The following information was assembled from numerous sources and cannot be used directly as proof of Qualifying Service or Lineage.
It is considered a research aid and is intended to assist in locating sources that can be used as proof.
State of Service: VA
Qualifying Service: Patriotic Service
Bailey Carter was born about August 1742 at Virginia. He was a great-grandson of English immigrants to Virginia. He was an apprentice to John Waller and learned the craft of shoemaking. He moved to Halifax County, a part of present-day Henry County.

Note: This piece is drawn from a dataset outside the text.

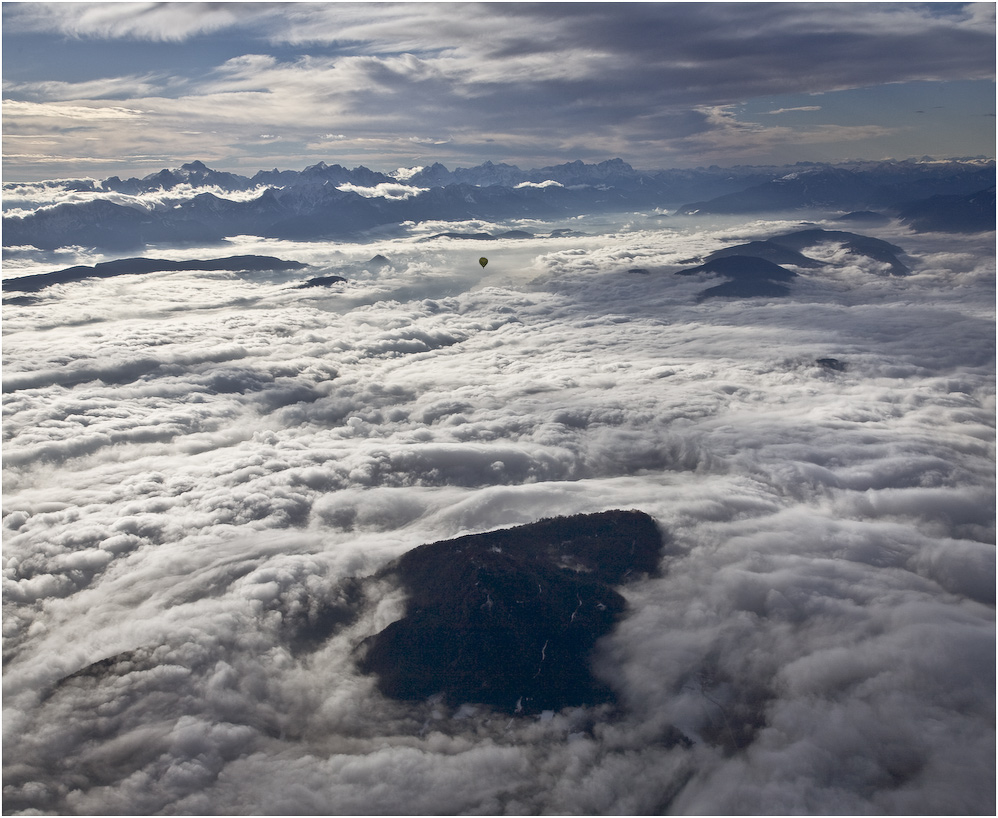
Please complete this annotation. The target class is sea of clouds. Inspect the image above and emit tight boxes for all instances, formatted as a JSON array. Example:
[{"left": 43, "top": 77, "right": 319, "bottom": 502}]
[{"left": 2, "top": 209, "right": 994, "bottom": 814}]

In 1762, Bailey Carter was inducted into the Halifax County Militia as a Private under Lieutenant Colonel Adams Stephen and served at Fort Trial, near present-day Martinsville, Virginia, to the end of the French and Indian War. His duties included scouting for hostile Indians and French trappers. He did not receive pay for this service.
Bailey Carter married Nancy Teague in 1764.
He went to the Henry County Courthouse, July 27, 1780, and made an oath that he served as a soldier in Colonel Adam Stephen's campaign in the year 1762 and did not receive his bounty of land as agreed for serving the King of England's Proclamation of 1763.
Carter was granted this bounty of land for serving the King by renouncing the King: " I do swear or affirm that I renounce and refuse all allegiance to George III, King of Great Britain… and that I will be faithful and bear true allegiance to the Commonwealth of Virginia, as a free and independent state."
Bailey Carter died about 1820, aged 77 years.